His name was a breathless whisper on her lips, filled with wonder and amazement.

He did not even try to speak because he knew that if he did, whatever he managed to say would sound incoherent. Instead he kissed her again, drinking in the hot, sweet taste of her.

And then he was fumbling with her clothing. An eon passed before he got the fastening of her silky brassiere undone. Another wave of hunger crashed through him when he finally cupped the sweet, gentle curves of her breasts. He kissed one tight, firm tip. She made a soft, desperate sound, arched against him, and sank her nails into his back.

He unfastened her trousers and pushed them down over her hips. She slipped her feet out of her shoes, and then the trousers were gone and she was left wearing only a pair of panties.

She started to undo his shirt but her fingers trembled. He lost patience and levered himself to a sitting position for long enough to get rid of his shoes and his trousers.

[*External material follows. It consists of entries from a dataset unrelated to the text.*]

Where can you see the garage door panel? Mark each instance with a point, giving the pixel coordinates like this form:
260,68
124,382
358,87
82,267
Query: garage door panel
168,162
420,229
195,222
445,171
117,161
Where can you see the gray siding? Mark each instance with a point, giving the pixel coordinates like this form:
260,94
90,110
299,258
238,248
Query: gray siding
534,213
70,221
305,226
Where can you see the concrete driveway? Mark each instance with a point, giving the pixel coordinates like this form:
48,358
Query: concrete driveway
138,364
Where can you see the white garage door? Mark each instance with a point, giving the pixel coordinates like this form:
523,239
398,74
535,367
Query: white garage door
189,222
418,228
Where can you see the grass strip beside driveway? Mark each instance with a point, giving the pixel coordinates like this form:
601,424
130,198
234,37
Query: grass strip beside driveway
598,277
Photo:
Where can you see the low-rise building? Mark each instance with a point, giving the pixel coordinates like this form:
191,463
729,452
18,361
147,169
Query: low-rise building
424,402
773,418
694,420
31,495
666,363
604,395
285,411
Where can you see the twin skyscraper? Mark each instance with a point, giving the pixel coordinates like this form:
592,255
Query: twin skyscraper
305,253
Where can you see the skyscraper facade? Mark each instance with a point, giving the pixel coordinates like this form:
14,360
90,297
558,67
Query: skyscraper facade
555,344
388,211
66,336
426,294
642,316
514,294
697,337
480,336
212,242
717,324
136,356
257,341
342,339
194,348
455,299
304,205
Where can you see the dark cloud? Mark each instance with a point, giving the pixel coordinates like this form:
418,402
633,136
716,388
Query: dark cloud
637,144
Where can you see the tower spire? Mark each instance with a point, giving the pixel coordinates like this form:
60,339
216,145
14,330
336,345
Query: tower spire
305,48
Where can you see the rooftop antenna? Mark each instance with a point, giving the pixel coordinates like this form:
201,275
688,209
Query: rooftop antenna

He was wearing briefs, the new style of men’s underwear. The garment did little to conceal his rigid erection. But it was the wicked scar on his thigh that Irene reached out to touch, not the portion of his anatomy that ached to be clasped in her fingers.

“You could have been killed,” she said. She sounded stunned. “I mean, I knew your wound must have been bad, but I didn’t realize—”

The shocked sympathy in her words was maddening.

He captured her hand and very deliberately moved it from the scar to the front of his briefs, making her aware of his need.

“I could have been killed, but as it happens, I wasn’t,” he said. “Now, if you don’t mind, I’d rather move on to a more interesting subject.”